Edited by Rabbi Jacob J. Schacter, senior scholar at YU’s Center for the Jewish Future, and Rabbi Zev Eleff, chief academic officer at the Hebrew Theological College in Skokie, Ill., the book features contributions by a wide array of Orthodox scholars, and two non-Orthodox ones: Arnold Eisen, chancellor of the Conservative movement’s Jewish Theological Seminary, and Rabbi David Ellenson, chancellor emeritus of the Reform movement’s Hebrew Union College-Jewish Institute of Religion; and a non-Jewish scholar, John Sexton, president of New York University.

Topics — centering around the themes of leadership, community and education — range from “Paradigms of Leadership” to “A Talmudic Meditation on Individual and Community,” weaving in the references to Adams, the wartime seders and the Jewish laws surrounding mourning.

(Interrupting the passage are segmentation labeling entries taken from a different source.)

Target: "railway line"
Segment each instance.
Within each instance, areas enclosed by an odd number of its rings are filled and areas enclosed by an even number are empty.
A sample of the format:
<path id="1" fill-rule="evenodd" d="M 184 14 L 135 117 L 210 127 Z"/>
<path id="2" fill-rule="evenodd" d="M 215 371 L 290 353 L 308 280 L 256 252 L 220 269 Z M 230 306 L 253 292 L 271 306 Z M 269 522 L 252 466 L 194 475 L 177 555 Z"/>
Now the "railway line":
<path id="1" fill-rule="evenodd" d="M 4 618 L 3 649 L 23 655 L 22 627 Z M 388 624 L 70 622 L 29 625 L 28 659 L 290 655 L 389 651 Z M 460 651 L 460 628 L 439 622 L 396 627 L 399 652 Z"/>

Rabbi Schacter called the book “a lasting way to show appreciation” for Joel’s accomplishments “in a thoughtful and sophisticated manner. I appreciate the lasting power of the printed word.” The rabbi noted that Joel contributed a great deal to the school and the wider Jewish community.

“It was a natural fit for us to publish such a work in Richard Joel’s honor,” said Yehudit Jessica Singer, marketing manager of Maggid Books. “We also had the honor of publishing two festschrifts in honor of former Lord Rabbi Jonathan Sacks” of England.

The book “reflects very strongly both YU’s core Torah u Mada [Torah and secular knowledge] belief and what Maggid Books is trying to bring to the Jewish world,” Singer said — “publications that fuse serious Torah knowledge and commitment with academic scholarship.”

Joel called the book “unbelievably meaningful.” He said he considered the festschrift “a wonderful academic tradition.”

Joel served as an assistant district attorney, professor of law at YU’s Cardozo School of Law, and president of Hillel: The Foundation for Jewish Campus Life, before coming to YU.

“I had no idea who was contributing to the festschrift,” he said in an email interview. “The contents of this volume could certainly constitute a curriculum for some of the classes I am offering in leadership and Jewish thought.”